Après des études à l’ALBA avec un master en production de films, j’ai quitté le Liban en 2010 et je me suis forgé une expérience qui va du cinéma (production, réalisation, technique...) à l’éducation, à la gestion et à l’écriture. Je suis actuellement directrice générale et productrice exécutive créative chez Ratatouille Media, une nouvelle société de contenu visant à apporter des histoires originales et des collaborations novatrices, pour des distributions locales et internationales. J’ai eu l’idée de faire ce film un peu avant la pandémie non par but d’être réalisatrice, mais quand on est passionné de cinéma comme moi, on l’aime sous toutes ses facettes. J’avais envie de faire un film message qui porterait la voix d’un échantillonnage issu de populations diverses.
Céline Abiad : « Quand on est passionné de cinéma comme moi, on l’aime sous toutes ses facettes. » Photo DR
Comment définissez-vous « In the name of tomorrow »? Est-ce un film purement documentaire ?
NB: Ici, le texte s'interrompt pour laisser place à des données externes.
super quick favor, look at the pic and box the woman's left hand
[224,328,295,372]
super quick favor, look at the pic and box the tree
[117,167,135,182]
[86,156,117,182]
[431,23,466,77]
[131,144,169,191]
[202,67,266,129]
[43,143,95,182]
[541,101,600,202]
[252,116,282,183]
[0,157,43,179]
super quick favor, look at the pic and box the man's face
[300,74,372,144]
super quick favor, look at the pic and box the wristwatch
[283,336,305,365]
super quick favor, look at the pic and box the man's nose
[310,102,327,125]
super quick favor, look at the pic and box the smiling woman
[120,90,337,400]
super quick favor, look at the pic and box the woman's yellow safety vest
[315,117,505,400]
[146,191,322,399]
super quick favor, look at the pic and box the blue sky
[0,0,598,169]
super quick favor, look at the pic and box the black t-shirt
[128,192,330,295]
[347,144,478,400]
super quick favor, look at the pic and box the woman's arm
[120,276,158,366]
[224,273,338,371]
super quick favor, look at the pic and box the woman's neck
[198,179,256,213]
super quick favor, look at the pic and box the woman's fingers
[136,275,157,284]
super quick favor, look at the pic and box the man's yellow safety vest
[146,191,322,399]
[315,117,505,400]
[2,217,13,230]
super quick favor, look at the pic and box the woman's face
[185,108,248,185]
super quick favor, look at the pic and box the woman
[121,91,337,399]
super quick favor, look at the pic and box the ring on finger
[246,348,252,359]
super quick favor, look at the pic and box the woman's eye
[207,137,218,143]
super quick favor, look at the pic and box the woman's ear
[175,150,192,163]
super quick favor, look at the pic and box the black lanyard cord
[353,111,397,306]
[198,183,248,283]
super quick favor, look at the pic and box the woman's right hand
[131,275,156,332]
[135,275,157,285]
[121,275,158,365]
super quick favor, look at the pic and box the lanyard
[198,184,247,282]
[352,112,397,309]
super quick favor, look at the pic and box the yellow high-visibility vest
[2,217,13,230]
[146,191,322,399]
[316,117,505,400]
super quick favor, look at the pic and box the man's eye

C’est un documentaire artistique un peu expérimental qui est parti d’une idée ou plutôt d’une observation. En regardant les gens, je commençais à voir que l’espoir se perdait au sein de l’humanité et qu’il y avait une solitude énorme. Nous sommes – à l’échelle de toute la planète – en train de nous défier et de nous quereller autour de sujets que nous-mêmes ne comprenons pas. Nous sommes en train d’interagir d’une manière étrange. Certes, chacun a ses idées et ses émotions, mais pourquoi en faire des barrières ? Nous construisons tous les jours des murs au lieu de passerelles. C’est ce qui crée l’incommunicabilité. C’est pourquoi j’ai initié comme un dialogue avec les gens partout dans le monde. Ces personnes sont des êtres humains qui partagent les mêmes problèmes. On parle dans ce film de la vie, de la mort, du futur angoissant… Où nous allons, ce que nous faisons, ce que nous sentons.
Quarante-cinq personnes de tous pays qui partagent leurs problèmes intimes et personnels. Comment avez-vous procédé ?
Les personnes ont été choisies au hasard selon leurs affinités. Comme l’idée partait d’un dialogue, je me suis présentée à ces gens en leur disant ce que je faisais et que s’ils ne voulaient pas répondre à telle ou telle question, ils étaient libres de le faire. Et j’ai fait tourner la caméra. Ce dialogue est loin des théories ou des paroles superficielles. Il s’agit d’une conversation personnelle, voire intime, où l’on n’évoque pas les questions de religion, de société ou autres. Même leur langage corporel était très authentique et spontané. J’avais 45 personnes qui parlaient et je les ai laissé parler sans les interrompre et en laissant l’enregistrement principal pour aboutir à 70 minutes de contenu, sans jamais découper des phrases.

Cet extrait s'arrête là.